L'AFFAIRE ELUANA ENGLARO

La Cour de cassation italienne a levé le dernier obstacle juridique à l'arrêt de l'alimentation artificielle d'une femme de 37 ans dans le coma depuis 1992 en Lombardie.
Une décision condamnée d'avance par l'Eglise catholique pour laquelle l'interruption de l'alimentation et de l'hydratation artificielles est dans tous les cas "un assassinat".
La cour d'appel avait accordé le 9 juillet une autorisation d'arrêt d'alimentation et hydratation artificielle de la jeune femme.
Le parquet de Milan avait alors déposé un recours qui vient d'être rejeté par la plus haute juridiction, le jugeant irrecevable.

"On envoie une jeune fille à la mort"
Cette décision est "un fait gravissime sur les plans éthique et moral car on envoie une jeune fille à la mort", a réagi sur Radio Vatican le président de l'académie pontificale pour la vie, Mgr Rino Fisichella.
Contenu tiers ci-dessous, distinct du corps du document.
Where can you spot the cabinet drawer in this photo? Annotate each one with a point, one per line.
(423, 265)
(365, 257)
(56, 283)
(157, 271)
Il a immédiatement réclamé une loi qui empêche "toute euthanasie active ou passive en Italie".
Mardi encore, le "ministre de la Santé" du Vatican, le cardinal Javier Lopez Barragan, avait considéré qu'un arrêt des soins à Eluana serait "une monstruosité inhumaine et un assassinat".
Quant à la Lombardie, présidée par le catholique conservateur Roberto Formigoni, elle a refusé d'indiquer à la famille d'Eluana un établissement acceptant d'appliquer la décision de justice.

C'est "la confirmation que nous vivons dans un Etat de droit"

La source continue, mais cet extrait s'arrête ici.